P. He said that they have learned a lot, but what do they need to know?
R. What you and I fear most when diagnosed with cancer is pain. Pain is a threat that may be worse than death. If you come with cancer today, to treat it I can give you a remedy that is probably no more than two or three years old, because there is a development, an investment, and there are many remedies. If what you have is pain yourself, I am going to give you a remedy today that is 230 years old, which is morphine, which is still the number one treatment. How can it be that the same person to whom one gives a new treatment for a tumor, when they are suffering from pain, is given a treatment that is 230 years old, that is not safe, that can cause addiction, that has side effects? …? We need to do more research on how to treat pain with more modern and evolved remedies. Nor are there sufficiently well done studies on how to talk to the patient. There are many holes in our knowledge of suffering.
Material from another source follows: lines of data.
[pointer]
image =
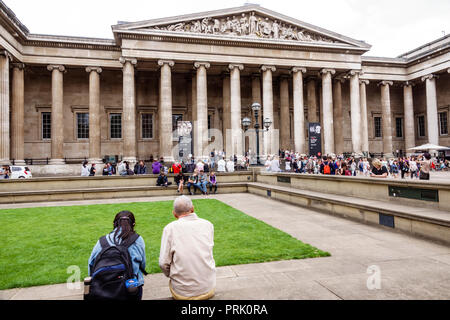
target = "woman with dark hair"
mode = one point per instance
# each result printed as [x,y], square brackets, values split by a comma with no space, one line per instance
[124,234]
[425,166]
We have incontrovertible evidence that palliative care vastly improves quality of life compared to conventional treatment, but we have not been able to reach patients”
P. Can suffering always be alleviated?
R. Suffering can always be alleviated. But can suffering be eliminated? I would say unfortunately no. But I can comfort the patient, the family, stay by their side and accompany them. And that has a great relieving effect. Transforming it into something that one can totally eliminate, I think it would not be humanly possible, but it can be greatly alleviated.
P. In Spain, the euthanasia law was approved in 2021 and the palliativists were critical of the norm. Can euthanasia coexist with palliative care?
R. Yes perfectly. The majority of Spaniards when they are sick do not want to die, what they want is not to suffer. There will be a minority who want to and those who may want to, and until the day they do, they will probably benefit from palliative care.